Artur Chukhrai for SerpApi

Posted on Jan 29, 2023 • Edited on Aug 12, 2023 • Originally published at serpapi.com

Scrape Google Lens with Python

#perl #howto #programming

What will be scraped
Using Google Lens API from SerpApi
DIY solution
Links

What will be scraped

Using Google Lens API from SerpApi

If you don't need an explanation, have a look at the full code example in the online IDE.

from serpapi import GoogleSearch
import json

params = {
    'api_key': '...',
    'engine': 'google_lens',
    'url': 'https://user-images.githubusercontent.com/81998012/210290011-c175603d-f319-4620-b886-1eaad5c94d84.jpg',
    'hl': 'en',
}

search = GoogleSearch(params)                   # data extraction on the SerpApi backend
google_lens_results = search.get_dict()         # JSON -> Python dict

del google_lens_results['search_metadata']
del google_lens_results['search_parameters']

print(json.dumps(google_lens_results, indent=2, ensure_ascii=False))

Why use API?

There're a couple of reasons that may use API, ours in particular:

No need to create a parser from scratch and maintain it.
Bypass blocks from Google: solve CAPTCHA or solve IP blocks.
Pay for proxies, and CAPTCHA solvers.
Don't need to use browser automation.

SerpApi handles everything on the backend with fast response times under ~4.3 seconds per request and without browser automation, which becomes much faster. Response times and status rates are shown under SerpApi Status page:

Head to the Google Lens playground for a live and interactive demo.

Preparation

Install library:

pip install google-search-results

google-search-results is a SerpApi API package.

Code Explanation

Import libraries:

from serpapi import GoogleSearch
import json

Library	Purpose
`GoogleSearch`	to scrape and parse Google results using SerpApi web scraping library.
`json`	to convert extracted data to a JSON object.

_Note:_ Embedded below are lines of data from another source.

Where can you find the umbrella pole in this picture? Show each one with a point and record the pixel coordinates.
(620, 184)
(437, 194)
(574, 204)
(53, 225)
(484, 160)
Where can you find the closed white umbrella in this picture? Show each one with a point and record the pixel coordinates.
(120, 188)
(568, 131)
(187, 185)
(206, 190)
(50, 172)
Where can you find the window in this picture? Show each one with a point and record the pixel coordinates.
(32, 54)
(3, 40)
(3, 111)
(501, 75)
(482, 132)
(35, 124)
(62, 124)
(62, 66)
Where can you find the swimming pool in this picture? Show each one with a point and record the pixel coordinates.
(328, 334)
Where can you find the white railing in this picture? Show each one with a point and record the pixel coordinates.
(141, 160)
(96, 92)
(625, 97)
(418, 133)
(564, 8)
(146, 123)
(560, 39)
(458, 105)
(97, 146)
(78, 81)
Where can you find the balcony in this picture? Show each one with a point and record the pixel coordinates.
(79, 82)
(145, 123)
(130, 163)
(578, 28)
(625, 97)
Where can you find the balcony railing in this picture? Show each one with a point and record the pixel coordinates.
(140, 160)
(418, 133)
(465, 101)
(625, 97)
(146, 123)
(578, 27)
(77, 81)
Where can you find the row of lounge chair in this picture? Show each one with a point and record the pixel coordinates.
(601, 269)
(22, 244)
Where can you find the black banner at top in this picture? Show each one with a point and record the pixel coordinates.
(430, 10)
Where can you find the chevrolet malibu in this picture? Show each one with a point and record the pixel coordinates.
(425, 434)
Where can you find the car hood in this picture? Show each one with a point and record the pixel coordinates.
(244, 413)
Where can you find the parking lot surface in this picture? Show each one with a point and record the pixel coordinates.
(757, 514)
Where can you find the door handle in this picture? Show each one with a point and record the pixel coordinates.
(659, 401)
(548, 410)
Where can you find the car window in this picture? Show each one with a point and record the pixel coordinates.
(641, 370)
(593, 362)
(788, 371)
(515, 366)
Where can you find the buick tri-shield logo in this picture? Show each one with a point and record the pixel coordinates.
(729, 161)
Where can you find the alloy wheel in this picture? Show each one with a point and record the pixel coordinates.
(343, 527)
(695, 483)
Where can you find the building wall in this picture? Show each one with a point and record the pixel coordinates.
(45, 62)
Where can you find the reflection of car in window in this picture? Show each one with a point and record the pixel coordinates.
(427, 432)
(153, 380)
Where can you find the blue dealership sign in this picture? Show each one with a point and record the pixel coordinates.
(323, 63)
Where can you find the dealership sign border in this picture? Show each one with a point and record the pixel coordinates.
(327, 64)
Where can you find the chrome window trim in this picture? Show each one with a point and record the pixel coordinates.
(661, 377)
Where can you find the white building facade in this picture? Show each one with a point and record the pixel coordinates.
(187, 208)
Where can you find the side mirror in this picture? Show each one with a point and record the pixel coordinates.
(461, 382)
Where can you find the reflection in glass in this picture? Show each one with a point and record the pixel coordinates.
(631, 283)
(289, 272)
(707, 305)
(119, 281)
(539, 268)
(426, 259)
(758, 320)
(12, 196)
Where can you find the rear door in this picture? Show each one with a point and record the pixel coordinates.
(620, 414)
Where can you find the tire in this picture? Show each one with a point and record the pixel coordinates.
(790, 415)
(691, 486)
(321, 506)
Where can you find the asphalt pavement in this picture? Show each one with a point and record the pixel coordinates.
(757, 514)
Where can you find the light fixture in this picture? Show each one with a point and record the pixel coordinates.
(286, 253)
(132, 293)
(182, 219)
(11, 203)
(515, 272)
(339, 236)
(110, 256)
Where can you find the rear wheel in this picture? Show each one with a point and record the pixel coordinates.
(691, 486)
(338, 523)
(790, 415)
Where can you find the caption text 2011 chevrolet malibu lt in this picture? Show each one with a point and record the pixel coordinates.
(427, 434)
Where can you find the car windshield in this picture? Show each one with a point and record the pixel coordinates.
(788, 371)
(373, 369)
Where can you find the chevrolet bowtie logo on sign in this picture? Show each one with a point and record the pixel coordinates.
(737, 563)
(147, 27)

The parameters are defined for generating the URL. If you want to pass other parameters to the URL, you can do so using the params dictionary:

params = {
    'api_key': '...',
    'engine': 'google_lens',
    'url': 'https://user-images.githubusercontent.com/81998012/210290011-c175603d-f319-4620-b886-1eaad5c94d84.jpg',
    'hl': 'en',
}

Parameters	Explanation
`api_key`	Parameter defines the SerpApi private key to use. You can find it under your account -> API key.
`engine`	Set parameter to `google_lens` to use the Google Lens API engine.
`url`	Parameter defines the URL of an image to perform the Google Lens search.
`hl`	Parameter defines the language to use for the Google Lens search. It's a two-letter language code. Head to the Google languages page for a full list of supported Google languages.

📌Note: You can also add other API Parameters.

Then, we create a search object where the data is retrieved from the SerpApi backend. In the google_lens_results dictionary we get data from JSON:

search = GoogleSearch(params)               # data extraction on the SerpApi backend
google_lens_results = search.get_dict()     # JSON -> Python dict

The google_lens_results dictionary, in addition to the necessary data, contains information about the request. The request information is not needed, so we remove the corresponding keys using the del statement:

del google_lens_results['search_metadata']
del google_lens_results['search_parameters']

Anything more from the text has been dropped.